I chose my career precisely because it’s so varied, or can be. I’m in nursing. With my habit of loving jobs for 5-7 years and then getting bored, nursing seems like a good choice. I can work in a hospital, in a wide variety of settings and tasks, or a school, or an office, or an insurance company, or at homes. I can work via phone or in person or in telemedicine. I can work with babies, kids, adults, elders… I can do surgical or teaching or wound care or colonoscopies all day if I want to.
My particular branch of nursing at the moment provides a lot of variety, even. I’m in home health. I go to people’s houses and provide nursing care. So some days my schedule looks like this (all of these hypothetical representations, no HIPAA violations here!):
Patient A: just had a knee replacement. Go look at the leg, feel it, make sure there’s no infection or bleeding or blood clots, check all his medications, talk him down out of his tree because he thinks something must be wrong because this is the worst pain anyone ever had, teach him how to reposition the leg with pillows and rolled towels to feel a little better, show his wife how to put on his compression stockings, call the doctor to discuss better pain control options, get an order to remove his Foley catheter before his urology appointment in a few days… I’ll be making 5 visits this week to make sure that he doesn’t develop complications and his pain is controlled and he does his PT.
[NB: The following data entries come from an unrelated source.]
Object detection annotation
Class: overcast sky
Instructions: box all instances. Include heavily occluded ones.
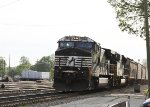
[0,0,146,66]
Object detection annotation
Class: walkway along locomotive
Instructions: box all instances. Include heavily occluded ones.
[53,36,146,91]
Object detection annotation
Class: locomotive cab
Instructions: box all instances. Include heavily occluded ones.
[54,36,100,91]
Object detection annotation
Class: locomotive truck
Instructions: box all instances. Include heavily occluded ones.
[53,36,146,91]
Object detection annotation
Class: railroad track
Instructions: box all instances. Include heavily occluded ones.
[0,91,76,107]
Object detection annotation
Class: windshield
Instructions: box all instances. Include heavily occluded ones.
[59,41,92,49]
[76,42,92,49]
[59,42,74,48]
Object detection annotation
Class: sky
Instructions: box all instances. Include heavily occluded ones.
[0,0,146,66]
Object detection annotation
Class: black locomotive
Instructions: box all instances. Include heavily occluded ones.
[53,36,147,91]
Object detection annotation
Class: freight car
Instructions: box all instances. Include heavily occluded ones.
[53,36,146,91]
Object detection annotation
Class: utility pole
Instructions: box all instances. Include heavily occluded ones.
[143,0,150,98]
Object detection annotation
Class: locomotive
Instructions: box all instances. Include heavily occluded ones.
[53,36,147,91]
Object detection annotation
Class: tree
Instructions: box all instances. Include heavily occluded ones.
[108,0,150,37]
[0,57,6,77]
[16,56,31,75]
[108,0,150,98]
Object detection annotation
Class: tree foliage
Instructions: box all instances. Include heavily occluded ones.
[16,56,31,74]
[0,57,6,77]
[108,0,150,37]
Patient B: was recently discharged from the hospital after her blood sugar hit 700 and she was diagnosed with diabetes. Today I’m going to make sure she can correctly draw up and inject her insulin and use her glucometer. I’m going to be seeing her weekly for a couple of months, but probably only one or two days a week, and we’re mostly going to be working on understanding diabetes better, losing some weight, and learning what she needs to do to keep her feet attached to her legs.
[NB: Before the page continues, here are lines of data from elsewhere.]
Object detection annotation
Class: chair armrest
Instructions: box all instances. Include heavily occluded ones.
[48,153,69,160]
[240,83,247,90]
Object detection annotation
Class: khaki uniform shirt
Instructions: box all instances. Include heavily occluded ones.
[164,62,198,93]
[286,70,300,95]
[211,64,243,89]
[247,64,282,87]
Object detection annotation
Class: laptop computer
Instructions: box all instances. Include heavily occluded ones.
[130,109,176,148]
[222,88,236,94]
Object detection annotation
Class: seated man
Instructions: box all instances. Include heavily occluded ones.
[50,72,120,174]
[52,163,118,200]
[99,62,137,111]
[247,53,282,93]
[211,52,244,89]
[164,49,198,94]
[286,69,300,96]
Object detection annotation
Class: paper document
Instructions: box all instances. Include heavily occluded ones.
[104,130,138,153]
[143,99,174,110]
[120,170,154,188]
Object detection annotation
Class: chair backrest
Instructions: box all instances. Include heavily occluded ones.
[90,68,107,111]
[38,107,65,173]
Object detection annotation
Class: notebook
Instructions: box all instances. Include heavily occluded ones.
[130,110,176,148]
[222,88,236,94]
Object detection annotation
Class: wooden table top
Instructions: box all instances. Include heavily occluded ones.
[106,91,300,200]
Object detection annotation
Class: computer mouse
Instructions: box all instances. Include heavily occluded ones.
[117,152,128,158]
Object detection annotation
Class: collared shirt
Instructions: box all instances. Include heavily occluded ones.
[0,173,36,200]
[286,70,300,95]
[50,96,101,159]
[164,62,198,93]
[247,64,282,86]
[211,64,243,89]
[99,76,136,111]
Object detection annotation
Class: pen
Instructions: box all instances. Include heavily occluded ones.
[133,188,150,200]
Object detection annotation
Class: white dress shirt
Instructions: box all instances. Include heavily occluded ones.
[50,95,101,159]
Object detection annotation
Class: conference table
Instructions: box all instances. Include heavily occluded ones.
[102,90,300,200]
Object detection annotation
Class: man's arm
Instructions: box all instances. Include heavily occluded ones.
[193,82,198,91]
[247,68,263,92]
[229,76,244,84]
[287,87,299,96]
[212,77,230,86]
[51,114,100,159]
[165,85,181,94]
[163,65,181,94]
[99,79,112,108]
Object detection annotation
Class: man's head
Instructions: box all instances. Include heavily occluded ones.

Patient C: just had a surgery done on his shoulder and needs IV antibiotics daily for a week. I’ll change out his IV catheter as needed, run the antibiotics and monitor him for any adverse reactions or allergies and keep an eye on the surgical site for signs of infection. He doesn’t need much teaching, this is just a temporary blip for him, so we’ll spend a lot of time talking about his favorite dog and how much the weather stinks.
Patient D: has venous stasis ulcers, and she can’t change her own wound dressings. Worse, I noticed last week that her skin started getting signs of cellulitis. So that was a bunch of phone calls to various doctors (her podiatrist, who referred me, her vascular surgeon, her infectious disease doc, her cardiologist) and pharmacy and education about antibiotics, in addition to the simple wound care I thought it was going to be.
So…observation, education, IVs, wound care, case management…home health nursing is very diverse. I often say it’s nursing like nursing is taught in nursing school, unfettered by the ridiculous time demands of hospital nursing that often prevent you from actually being a nurse.